Laut Biohaven zeigen vorläufige Ergebnisse, dass die Studie den primären Endpunkt erreicht hat, indem sie einen statistisch signifikanten und anhaltenden Nutzen zeigte, der in den Jahren eins, zwei und drei bei allen Arten von SCA im Vergleich zu den natürlichen Kontrollgruppen gemessen wurde. Das Unternehmen fügte hinzu, dass Daten aus mehreren Analysen eine robuste und klinisch bedeutsame, um 50 bis 70 Prozent langsamere Rückgangsrate im Vergleich zu unbehandelten Patienten zeigen. Das entspricht einer Verzögerung des Krankheitsverlaufs um eineinhalb bis zwei Jahre während des dreijährigen Studienzeitraums. Das Studienmedikament war sicher und wurde von den Studienteilnehmern gut vertragen.
Aufgrund dieser positiven Ergebnisse wollen die Verantwortlichen von Biohaven nun die FDA-Zulassung von Troriluzol zur Behandlung aller SCA-Typen beantragen. Das Unternehmen rechnet damit, im vierten Quartal dieses Jahres einen Zulassungsantrag für das neue Medikament einreichen zu können. Im vergangenen Jahr reichte Biohaven in Europa einen Zulassungsantrag für Troriluzol zur Behandlung von SCA ein. Dieser Antrag wird derzeit noch geprüft.
In einer Mitteilung an die Investoren schrieben die Analysten von William Blair, dass sie durch den Grad der Einbeziehung der FDA-Richtlinien in das Studiendesign für Troriluzol ermutigt seien. Sie erwarten jedoch auch, dass die Aufsichtsbehörde eine Beratungsausschusssitzung einberufen wird, um die Unterschiede zwischen der fehlgeschlagenen Phase-3-Studie und der positiven Vergleichsstudie zum natürlichen Krankheitsverlauf zu diskutieren. Weitere mögliche Diskussionsthemen sind Unterschiede im Behandlungsstandard für Probanden in den vor 15 bis 20 Jahren begonnenen Studien zum natürlichen Krankheitsverlauf.
„Insgesamt sind wir ermutigt durch die konsistenten Signale für einen Nutzen aller in der Studie untersuchten Maßnahmen bei einer Bevölkerung mit äußerst begrenzten Behandlungsmöglichkeiten für eine fortschreitende Krankheit“, sagten die Analysten von William Blair.

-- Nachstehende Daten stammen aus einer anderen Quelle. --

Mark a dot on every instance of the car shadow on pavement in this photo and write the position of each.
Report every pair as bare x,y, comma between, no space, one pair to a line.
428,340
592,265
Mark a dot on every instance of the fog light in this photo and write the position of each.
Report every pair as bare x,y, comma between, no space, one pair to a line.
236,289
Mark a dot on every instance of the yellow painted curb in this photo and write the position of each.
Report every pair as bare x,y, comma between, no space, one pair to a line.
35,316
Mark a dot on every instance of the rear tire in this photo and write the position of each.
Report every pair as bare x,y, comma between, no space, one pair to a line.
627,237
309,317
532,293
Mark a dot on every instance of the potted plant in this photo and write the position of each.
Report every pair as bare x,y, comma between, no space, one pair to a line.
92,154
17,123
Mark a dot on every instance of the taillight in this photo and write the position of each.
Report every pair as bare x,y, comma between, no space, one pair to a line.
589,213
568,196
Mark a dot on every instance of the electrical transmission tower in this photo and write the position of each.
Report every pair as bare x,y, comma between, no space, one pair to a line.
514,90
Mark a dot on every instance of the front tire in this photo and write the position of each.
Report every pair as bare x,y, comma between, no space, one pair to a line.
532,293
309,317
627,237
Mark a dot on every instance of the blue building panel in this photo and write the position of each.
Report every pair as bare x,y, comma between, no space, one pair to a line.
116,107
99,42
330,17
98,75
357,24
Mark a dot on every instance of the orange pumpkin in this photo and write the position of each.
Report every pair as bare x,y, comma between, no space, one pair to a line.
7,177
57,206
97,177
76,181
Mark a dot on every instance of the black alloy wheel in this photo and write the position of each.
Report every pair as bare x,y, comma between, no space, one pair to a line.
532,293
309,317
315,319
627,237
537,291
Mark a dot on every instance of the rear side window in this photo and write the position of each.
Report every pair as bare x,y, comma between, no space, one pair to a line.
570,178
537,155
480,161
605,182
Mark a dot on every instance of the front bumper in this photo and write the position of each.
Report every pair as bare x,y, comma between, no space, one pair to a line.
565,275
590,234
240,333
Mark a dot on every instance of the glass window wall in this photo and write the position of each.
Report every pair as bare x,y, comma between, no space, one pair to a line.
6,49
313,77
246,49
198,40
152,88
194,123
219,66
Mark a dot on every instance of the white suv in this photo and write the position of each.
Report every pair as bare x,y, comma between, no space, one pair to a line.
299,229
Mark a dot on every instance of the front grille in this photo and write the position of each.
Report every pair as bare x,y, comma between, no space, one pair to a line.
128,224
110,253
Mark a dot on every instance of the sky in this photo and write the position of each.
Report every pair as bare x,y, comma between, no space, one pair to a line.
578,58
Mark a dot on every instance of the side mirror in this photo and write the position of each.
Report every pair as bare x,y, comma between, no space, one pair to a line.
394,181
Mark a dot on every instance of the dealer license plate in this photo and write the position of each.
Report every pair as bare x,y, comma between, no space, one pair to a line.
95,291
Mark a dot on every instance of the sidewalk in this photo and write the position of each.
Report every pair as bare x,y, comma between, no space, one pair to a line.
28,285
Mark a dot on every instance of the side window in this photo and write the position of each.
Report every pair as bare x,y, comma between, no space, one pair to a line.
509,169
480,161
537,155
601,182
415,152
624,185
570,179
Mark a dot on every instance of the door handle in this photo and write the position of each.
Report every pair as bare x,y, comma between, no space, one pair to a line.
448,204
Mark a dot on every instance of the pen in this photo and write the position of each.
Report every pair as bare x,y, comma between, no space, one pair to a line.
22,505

Marc Goodman von Leerink Partners äußerte sich vorsichtiger zu den Ergebnissen. Er räumte zwar ein, dass die Real-World-Evidence-Studie auf Angaben der FDA basierte, doch angesichts der Misserfolge in Phase 2/3 und Phase 3 birgt das Medikament „erhebliche regulatorische Risiken“. Goodman merkte auch an, dass das Medikament aufgrund der Untergruppenanalysen einen Ablehnungsbescheid erhalten habe. Er erwartet außerdem eine Sitzung des Beratungsausschusses, um das gemischte Datenpaket und das Design der klinischen Real-World-Evidence-Studie zu besprechen.